The solution employs a multi-step approach using Common Table Expressions (CTEs) in SQL:

1. Data Consolidation: A CTE called T joins the Accounts and Logins tables to combine user information with their login dates. DISTINCT ensures that we only consider unique login entries for each user on each day.

2. Consecutive Day Grouping: A crucial CTE, P, calculates a grouping variable g. This variable represents the starting date of a consecutive login sequence for each user. It's calculated using ROW_NUMBER() partitioned by user ID and ordered by login date. Subtracting the row number (in days) from the login date effectively groups consecutive login days together. If a user logs in for five consecutive days, all those logins will have the same g value.

3. Active User Identification: The final SELECT statement groups the results by id (user ID) and g (consecutive login group). The HAVING clause filters out groups with fewer than 5 logins, effectively identifying active users. DISTINCT ensures we only return each active user once. The results are ordered by id.

Time Complexity Analysis:

The time complexity is dominated by the window function operations (ROW_NUMBER()) and the grouping and aggregation (GROUP BY, HAVING). Window functions generally have a time complexity of O(N log N) where N is the number of rows in the Logins table (after joining with Accounts). The GROUP BY and HAVING operations also have a time complexity that is dependent on the data, but in the worst case, could also be O(N log N). Therefore, the overall time complexity of this solution is approximately O(N log N).

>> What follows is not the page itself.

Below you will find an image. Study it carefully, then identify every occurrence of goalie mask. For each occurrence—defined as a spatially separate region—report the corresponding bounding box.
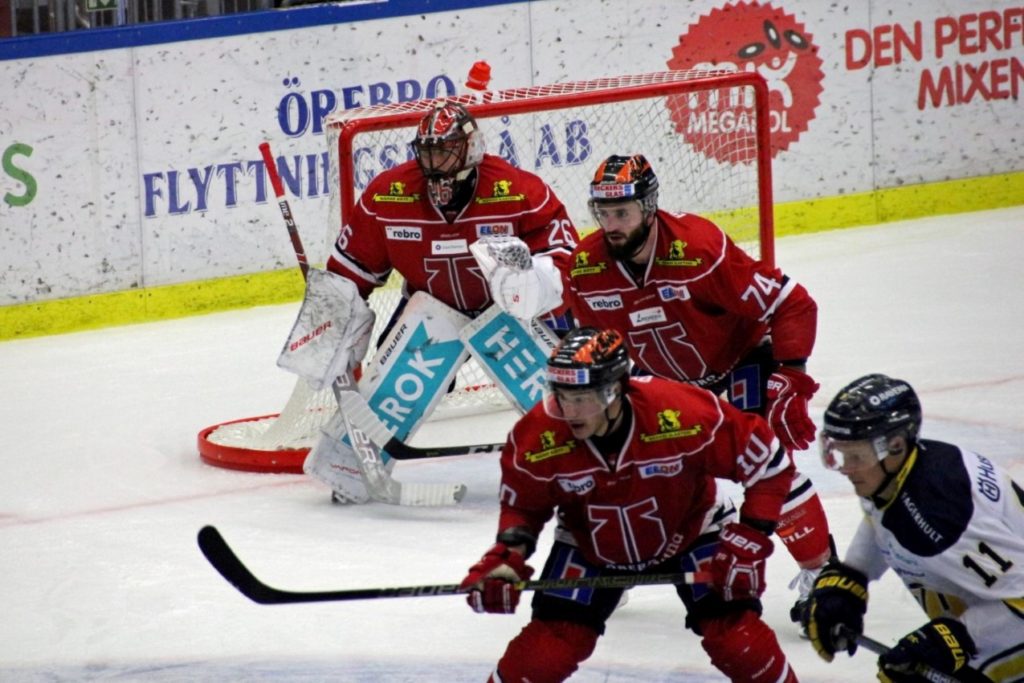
[412,100,485,208]
[543,328,630,420]
[820,373,921,471]
[588,154,660,260]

Space Complexity Analysis:

The space complexity is primarily determined by the size of the intermediate CTEs (T and P). These CTEs store temporary data during the processing. In the worst case, the space required by the CTEs is proportional to the size of the input data. So, the space complexity is approximately O(N), where N is the number of rows in the Logins table after the join.

MySQL Code:

WITH
    T AS (
        SELECT DISTINCT *
        FROM
            Logins
            JOIN Accounts USING (id)
    ),
    P AS (
        SELECT
            *,
            DATE_SUB(
                login_date,
                INTERVAL ROW_NUMBER() OVER (
                    PARTITION BY id
                    ORDER BY login_date
                ) DAY
            ) g
        FROM T
    )
SELECT DISTINCT id, name
FROM P
GROUP BY id, g
HAVING COUNT(*) >= 5
ORDER BY 1;

Note: This solution directly addresses the problem statement. Adapting it for a general "n" consecutive days simply requires changing the HAVING COUNT(*) >= 5 condition to HAVING COUNT(*) >= n. No significant algorithmic changes are needed.